Composers Derek Duke and Russell Brower intended the song to be the reward for the quest. Instead of a sword or a piece of armor, the player is rewarded with this amazing piece of musical art. There is a lot of amazing music in World of Warcraft. Entering any major city immediately makes me feel like I’m in an epic world. Hanging out in a Pandarian tavern with its playful energy and unique instruments always puts a smile on my face.But I have never had a more visceral reaction than the first time I heard Lament of the Highborne.
I played a lot of Halo back in the day, but it’s a franchise I haven’t spent much time with in years. That being said, nothing amps me up more than hearing the choral singing of “ohh oh ohhhhhhh” in the main Halo theme, right before the rest of the music kicks in and goes “duhn da duh duhhhhn! Duhn da DUH DUHhhn!”
There’s a quiet calm in the moments between the peaceful singing and the head-banging notes that follows that takes me back to spending hours in blood gulch when I was a kid. As I anticipate the guitar kicking in, Master Chief himself may as well be reaching out of the screen and saying “hey kid, you ready to blow some stuff up?”
Portal, Still Alive
My real choice was also the opening theme for Halo, but since Troy stole it I’m going to go in a completely different direction: “Still Alive,” the end credits song from Portal. While we all tend to remember the triumphant score and heart-thumping action music that gets us ready and raring to slaughter space cyborg zombie mutants or whatever, we can’t forget some of the brilliance that is the tongue-in-cheek genre of comedy video game music.
Minor spoilers, but this game came out 13 years ago, and context is key. “Still Alive” plays at the end of the game, after the final boss has supposedly been defeated and the credits roll.

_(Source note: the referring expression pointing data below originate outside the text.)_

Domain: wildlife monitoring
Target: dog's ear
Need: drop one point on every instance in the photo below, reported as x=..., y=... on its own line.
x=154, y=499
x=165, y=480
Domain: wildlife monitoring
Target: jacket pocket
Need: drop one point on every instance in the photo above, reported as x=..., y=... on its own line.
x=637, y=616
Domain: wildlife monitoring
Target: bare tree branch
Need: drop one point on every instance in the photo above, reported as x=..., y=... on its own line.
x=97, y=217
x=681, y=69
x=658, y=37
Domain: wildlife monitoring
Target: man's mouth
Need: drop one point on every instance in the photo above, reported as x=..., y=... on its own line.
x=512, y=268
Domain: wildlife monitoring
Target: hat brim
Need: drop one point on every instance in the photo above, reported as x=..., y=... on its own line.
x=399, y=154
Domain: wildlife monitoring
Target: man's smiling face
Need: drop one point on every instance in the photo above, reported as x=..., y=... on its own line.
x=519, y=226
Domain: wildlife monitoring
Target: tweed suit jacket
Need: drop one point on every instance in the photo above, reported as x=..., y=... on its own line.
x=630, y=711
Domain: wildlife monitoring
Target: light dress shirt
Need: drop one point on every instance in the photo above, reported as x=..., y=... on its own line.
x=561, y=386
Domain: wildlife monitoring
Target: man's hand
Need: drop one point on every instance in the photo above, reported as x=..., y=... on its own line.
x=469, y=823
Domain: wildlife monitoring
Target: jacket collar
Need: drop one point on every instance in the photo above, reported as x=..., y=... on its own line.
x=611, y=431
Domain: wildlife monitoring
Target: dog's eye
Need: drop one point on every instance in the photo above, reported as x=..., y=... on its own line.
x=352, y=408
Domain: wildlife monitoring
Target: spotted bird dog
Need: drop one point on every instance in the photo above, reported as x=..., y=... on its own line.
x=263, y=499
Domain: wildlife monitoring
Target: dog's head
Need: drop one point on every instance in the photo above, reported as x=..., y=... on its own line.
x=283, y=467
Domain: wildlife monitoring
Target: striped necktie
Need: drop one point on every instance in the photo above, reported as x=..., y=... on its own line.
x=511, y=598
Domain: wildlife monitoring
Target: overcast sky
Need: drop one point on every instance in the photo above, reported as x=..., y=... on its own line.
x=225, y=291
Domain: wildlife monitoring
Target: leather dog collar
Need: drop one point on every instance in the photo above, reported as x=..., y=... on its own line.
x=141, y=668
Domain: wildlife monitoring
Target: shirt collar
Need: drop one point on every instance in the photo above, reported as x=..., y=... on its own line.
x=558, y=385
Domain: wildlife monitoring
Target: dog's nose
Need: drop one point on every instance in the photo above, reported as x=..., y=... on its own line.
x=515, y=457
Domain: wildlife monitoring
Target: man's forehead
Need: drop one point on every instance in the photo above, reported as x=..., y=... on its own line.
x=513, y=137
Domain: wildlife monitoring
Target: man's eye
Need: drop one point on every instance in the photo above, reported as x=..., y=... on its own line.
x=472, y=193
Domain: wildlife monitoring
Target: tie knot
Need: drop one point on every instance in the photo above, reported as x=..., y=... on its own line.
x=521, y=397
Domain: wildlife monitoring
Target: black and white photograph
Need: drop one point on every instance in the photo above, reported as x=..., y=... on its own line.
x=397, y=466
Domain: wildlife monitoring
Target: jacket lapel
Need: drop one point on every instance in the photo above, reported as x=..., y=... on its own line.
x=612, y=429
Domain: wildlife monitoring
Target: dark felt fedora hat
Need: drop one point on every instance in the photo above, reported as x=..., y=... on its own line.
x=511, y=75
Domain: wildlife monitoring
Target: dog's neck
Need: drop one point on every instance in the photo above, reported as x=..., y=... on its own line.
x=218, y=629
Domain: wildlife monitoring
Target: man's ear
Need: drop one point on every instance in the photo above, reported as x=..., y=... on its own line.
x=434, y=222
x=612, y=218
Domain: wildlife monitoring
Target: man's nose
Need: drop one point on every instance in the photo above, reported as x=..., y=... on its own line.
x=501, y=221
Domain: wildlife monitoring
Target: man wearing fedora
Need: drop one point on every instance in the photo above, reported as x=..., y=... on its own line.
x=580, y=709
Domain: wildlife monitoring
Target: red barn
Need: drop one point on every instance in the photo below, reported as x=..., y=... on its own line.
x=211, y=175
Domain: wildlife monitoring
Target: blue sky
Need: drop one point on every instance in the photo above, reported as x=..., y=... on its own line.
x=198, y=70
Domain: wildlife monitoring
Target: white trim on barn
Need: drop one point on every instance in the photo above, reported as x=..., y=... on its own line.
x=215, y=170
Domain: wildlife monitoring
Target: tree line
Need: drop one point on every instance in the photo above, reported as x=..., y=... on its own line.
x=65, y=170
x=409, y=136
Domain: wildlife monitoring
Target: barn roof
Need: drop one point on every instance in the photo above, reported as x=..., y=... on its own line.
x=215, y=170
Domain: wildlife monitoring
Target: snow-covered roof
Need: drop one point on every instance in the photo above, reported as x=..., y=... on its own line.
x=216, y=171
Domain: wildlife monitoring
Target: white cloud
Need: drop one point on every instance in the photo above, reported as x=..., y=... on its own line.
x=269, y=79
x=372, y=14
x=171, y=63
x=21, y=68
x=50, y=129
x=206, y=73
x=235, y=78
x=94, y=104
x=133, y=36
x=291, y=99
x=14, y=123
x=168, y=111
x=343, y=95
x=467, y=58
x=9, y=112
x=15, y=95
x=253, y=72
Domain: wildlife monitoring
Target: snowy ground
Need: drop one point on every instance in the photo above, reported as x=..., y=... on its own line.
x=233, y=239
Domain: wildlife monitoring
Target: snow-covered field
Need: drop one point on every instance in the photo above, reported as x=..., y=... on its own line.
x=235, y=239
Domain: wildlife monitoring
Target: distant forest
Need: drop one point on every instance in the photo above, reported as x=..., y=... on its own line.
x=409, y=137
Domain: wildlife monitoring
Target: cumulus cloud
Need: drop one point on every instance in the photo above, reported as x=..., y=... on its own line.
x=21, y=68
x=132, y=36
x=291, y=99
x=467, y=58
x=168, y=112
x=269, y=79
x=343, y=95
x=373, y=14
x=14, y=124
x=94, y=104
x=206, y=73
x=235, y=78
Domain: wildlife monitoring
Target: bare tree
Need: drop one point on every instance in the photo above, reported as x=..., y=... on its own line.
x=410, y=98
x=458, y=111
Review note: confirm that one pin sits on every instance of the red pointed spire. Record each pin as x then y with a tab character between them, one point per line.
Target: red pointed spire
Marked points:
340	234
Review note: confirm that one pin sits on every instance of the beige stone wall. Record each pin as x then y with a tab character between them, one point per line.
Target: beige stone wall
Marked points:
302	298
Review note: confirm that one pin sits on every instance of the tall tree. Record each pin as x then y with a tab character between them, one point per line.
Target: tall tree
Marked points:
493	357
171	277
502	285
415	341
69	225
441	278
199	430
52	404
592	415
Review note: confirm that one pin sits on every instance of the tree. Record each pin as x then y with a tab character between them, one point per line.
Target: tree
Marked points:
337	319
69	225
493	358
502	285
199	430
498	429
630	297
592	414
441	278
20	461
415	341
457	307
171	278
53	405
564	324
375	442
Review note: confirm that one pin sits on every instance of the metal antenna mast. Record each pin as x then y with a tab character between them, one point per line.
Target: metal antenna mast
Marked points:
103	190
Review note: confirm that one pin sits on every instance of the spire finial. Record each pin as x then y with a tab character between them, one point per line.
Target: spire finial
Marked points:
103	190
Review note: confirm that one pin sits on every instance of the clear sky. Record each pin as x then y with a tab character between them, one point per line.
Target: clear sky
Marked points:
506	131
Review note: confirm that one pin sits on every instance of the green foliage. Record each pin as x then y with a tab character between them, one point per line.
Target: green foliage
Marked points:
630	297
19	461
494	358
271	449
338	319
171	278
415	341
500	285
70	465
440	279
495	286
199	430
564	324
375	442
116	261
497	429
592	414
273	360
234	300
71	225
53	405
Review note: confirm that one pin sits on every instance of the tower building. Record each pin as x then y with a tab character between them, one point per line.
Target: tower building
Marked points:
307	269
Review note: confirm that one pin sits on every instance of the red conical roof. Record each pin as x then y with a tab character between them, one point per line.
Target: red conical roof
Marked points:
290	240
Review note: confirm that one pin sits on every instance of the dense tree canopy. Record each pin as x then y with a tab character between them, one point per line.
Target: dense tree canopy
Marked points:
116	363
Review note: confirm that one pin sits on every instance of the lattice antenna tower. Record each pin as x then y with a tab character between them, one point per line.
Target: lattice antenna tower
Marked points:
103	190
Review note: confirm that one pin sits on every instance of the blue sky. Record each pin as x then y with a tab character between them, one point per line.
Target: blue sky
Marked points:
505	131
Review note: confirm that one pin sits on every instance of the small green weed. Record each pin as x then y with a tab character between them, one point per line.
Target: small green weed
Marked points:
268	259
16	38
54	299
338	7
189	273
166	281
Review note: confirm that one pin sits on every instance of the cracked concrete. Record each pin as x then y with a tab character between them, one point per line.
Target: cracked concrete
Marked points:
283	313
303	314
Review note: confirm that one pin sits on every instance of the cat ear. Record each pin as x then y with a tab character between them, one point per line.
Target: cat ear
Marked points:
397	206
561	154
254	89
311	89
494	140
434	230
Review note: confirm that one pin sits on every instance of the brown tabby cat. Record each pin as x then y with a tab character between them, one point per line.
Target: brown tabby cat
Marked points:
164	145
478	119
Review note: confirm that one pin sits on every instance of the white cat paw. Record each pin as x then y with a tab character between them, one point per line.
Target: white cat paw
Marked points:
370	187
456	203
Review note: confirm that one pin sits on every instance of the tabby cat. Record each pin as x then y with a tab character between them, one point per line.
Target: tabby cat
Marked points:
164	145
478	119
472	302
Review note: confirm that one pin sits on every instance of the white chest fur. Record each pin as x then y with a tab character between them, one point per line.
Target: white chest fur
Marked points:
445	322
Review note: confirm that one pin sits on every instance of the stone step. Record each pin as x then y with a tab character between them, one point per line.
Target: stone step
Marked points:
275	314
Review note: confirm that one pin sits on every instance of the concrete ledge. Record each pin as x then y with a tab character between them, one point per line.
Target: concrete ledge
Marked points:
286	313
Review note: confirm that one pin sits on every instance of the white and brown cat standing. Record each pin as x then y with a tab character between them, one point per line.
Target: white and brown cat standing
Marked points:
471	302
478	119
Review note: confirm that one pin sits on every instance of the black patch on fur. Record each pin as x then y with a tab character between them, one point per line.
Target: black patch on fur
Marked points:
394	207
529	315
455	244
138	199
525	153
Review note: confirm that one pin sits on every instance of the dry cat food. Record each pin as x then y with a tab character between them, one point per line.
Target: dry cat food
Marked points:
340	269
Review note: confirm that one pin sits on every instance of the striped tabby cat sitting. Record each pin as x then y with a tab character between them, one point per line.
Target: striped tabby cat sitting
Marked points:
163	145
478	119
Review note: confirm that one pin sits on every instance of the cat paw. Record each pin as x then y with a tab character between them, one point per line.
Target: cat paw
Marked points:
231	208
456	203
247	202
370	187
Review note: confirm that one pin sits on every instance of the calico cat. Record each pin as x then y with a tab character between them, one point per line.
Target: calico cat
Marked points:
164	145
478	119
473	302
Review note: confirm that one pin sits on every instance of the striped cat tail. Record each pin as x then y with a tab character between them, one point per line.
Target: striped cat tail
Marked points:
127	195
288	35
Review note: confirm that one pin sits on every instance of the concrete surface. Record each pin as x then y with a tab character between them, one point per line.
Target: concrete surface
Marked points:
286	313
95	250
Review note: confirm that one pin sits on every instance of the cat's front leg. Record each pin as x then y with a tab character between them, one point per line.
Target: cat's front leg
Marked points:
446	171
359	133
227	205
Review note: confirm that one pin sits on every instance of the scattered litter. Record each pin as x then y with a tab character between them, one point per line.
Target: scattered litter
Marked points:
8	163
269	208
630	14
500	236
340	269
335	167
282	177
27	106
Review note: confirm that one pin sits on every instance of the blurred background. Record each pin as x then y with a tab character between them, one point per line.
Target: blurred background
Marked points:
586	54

As you see lyrics start to appear on screen the airy, robotic female voice of our antagonist sings them to us: “This was a triumph. I’m making a note here: HUGE SUCCESS.” Who knew a computer-generated voice could drip with so much sarcasm?
I’ve been at cons where full crowds of geeks have sung along to “Still Alive.” It’s not just a great video game song; it’s a pivotal tunein the ever-growing soundtrack of geek culture.
Resident Evil, Save Room
When roaming the spooky environments of Capcom’s Resident Evil games, you can cut the tension in the air with a knife. However, every once in a while, you carefully open a door and instead of bearing witness to yet another unspeakable horror, you’re granted a fleeting bit of respite in the form of a save room.
Before your eyes can even focus on the scenery of the save room itself, a calm yet still mildly haunting tune hits your ears to inform you that everything will be ok… for the next few minutes at least.
While Resident Evil’s save room music is unremarkable on its own, in the context of the game, the power it has to immediately change how the player feels is profound. Listening to it in preparation to write this piece, I could just feel my neck and shoulders relax a little as soon as I hit play, purely based on my memory of this music’s impact in the game.
When I think about what sets video games apart as an artform, one of the most distinct examples I can think of is the relationship between a player’s emotions and just a few notes of music, a relationship that is expertly demonstrated by Resident Evil’s save tune.
These are some of our favorite video game tracks, but what about you?